Jeanne d'Arc als onderwerp van een historische hypothese, gelijk Shaw het wil, als exponent van zekere geestelijke strekkingen, - er is iets hinderlijks in. Zij kan slechts in haar onherleidbare eenigheid begrepen worden, met het orgaan van bewogen bewondering.

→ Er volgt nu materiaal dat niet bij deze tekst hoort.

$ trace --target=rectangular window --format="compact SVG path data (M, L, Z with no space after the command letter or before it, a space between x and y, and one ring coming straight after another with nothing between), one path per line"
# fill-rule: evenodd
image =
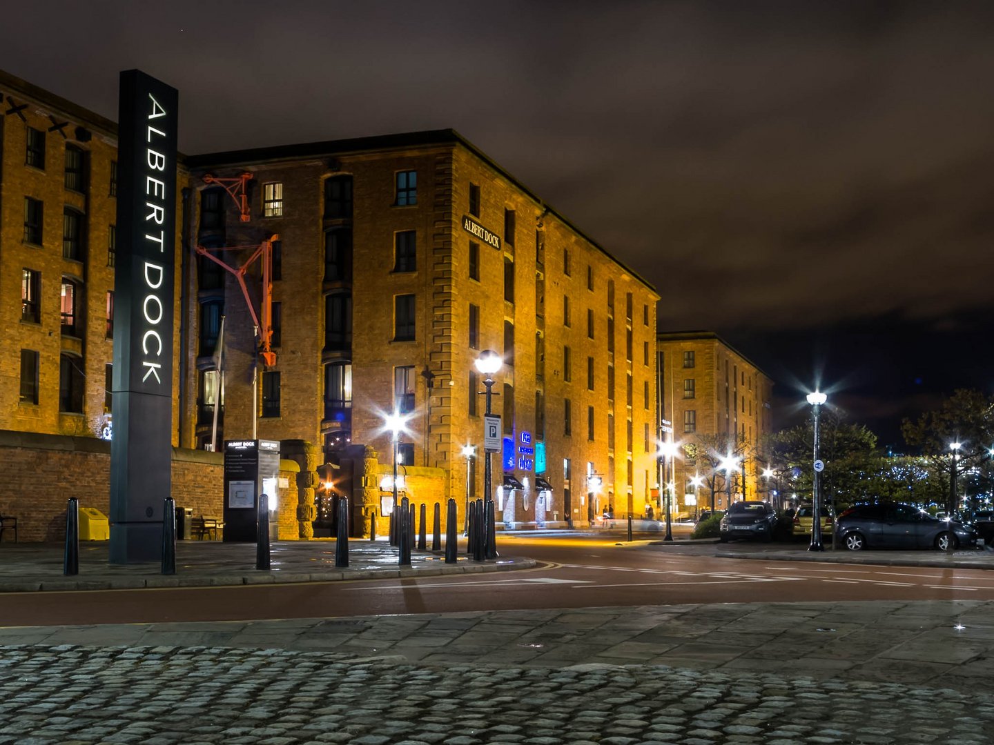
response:
M86 191L85 155L83 150L73 145L66 146L66 188L73 192L84 194Z
M332 176L324 182L324 219L348 220L352 217L352 177Z
M262 217L283 217L283 185L278 181L262 185Z
M394 341L414 341L414 296L394 297Z
M38 403L38 353L21 350L21 403Z
M480 244L469 241L469 278L480 281Z
M103 329L104 339L114 338L114 291L107 290L106 301L106 326Z
M272 317L269 319L269 328L272 330L272 336L269 338L269 344L279 347L283 341L283 304L272 303L270 309Z
M469 349L480 348L480 306L469 304Z
M279 372L262 372L262 416L279 416Z
M413 442L397 443L397 462L402 466L414 465L414 443Z
M270 264L269 279L283 278L283 241L273 240L270 244L272 250L269 253Z
M469 185L469 214L480 217L480 188L476 184Z
M42 296L42 274L34 269L21 270L21 320L41 323L39 301Z
M24 242L34 245L42 244L42 213L44 205L41 200L31 197L24 198Z
M417 204L417 171L397 172L397 194L394 199L396 207Z
M103 413L113 412L114 407L114 366L107 363L103 366Z
M79 336L76 330L76 285L68 280L62 282L62 333L69 336Z
M514 386L509 382L504 383L504 434L514 434Z
M63 211L63 258L83 261L83 215L69 208Z
M514 367L514 323L504 322L504 365Z
M83 377L80 363L72 355L59 358L59 410L71 414L83 413Z
M417 233L402 230L394 234L394 271L415 271L417 269Z
M697 411L690 408L684 411L684 432L690 434L697 431Z
M414 366L394 368L394 410L410 414L414 410Z
M28 148L24 162L29 166L45 170L45 132L28 127Z
M514 210L504 211L504 242L514 245L515 213Z

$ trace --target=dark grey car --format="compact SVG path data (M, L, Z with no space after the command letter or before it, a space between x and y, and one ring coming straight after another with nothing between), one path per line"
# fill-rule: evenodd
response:
M765 502L737 502L729 508L719 524L719 539L732 538L771 540L776 513Z
M836 522L839 540L851 551L865 548L938 548L973 546L977 531L957 521L932 518L911 505L859 505L850 508Z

Zij leent zich niet ter opheldering van stroomingen of gedachten van haar tijd. Haar eigen persoon treedt, zoodra men haar geschiedenis aanraakt, volstrekt in het middelpunt. Zij behoort tot de enkele figuren in de historie, die nooit iets anders dan protagonista kunnen zijn, die altijd hoofdzaak, altijd doel en nimmer middel zijn. En dit, - indien ik deze kantteekeningen mag besluiten met een woord van persoonlijke apologie -, is ook de reden geweest, waarom men haar nauwelijks genoemd vindt in het werk, dat ik eenige jaren geleden aan het leven der vijftiende eeuw in Frankrijk en de Nederlanden heb gewijd. Men heeft mij dat wel als een fout aangerekend. Maar het was een weloverwogen, opzettelijke onthouding. Ik wist, dat Jeanne d'Arc het boek dat mij voor den geest zweefde, geheel uit zijn verband zou hebben getrokken. Wat mij weerhield, haar in dat werk te betrekken, was een gevoel voor harmonie, gepaard aan grooten schroom.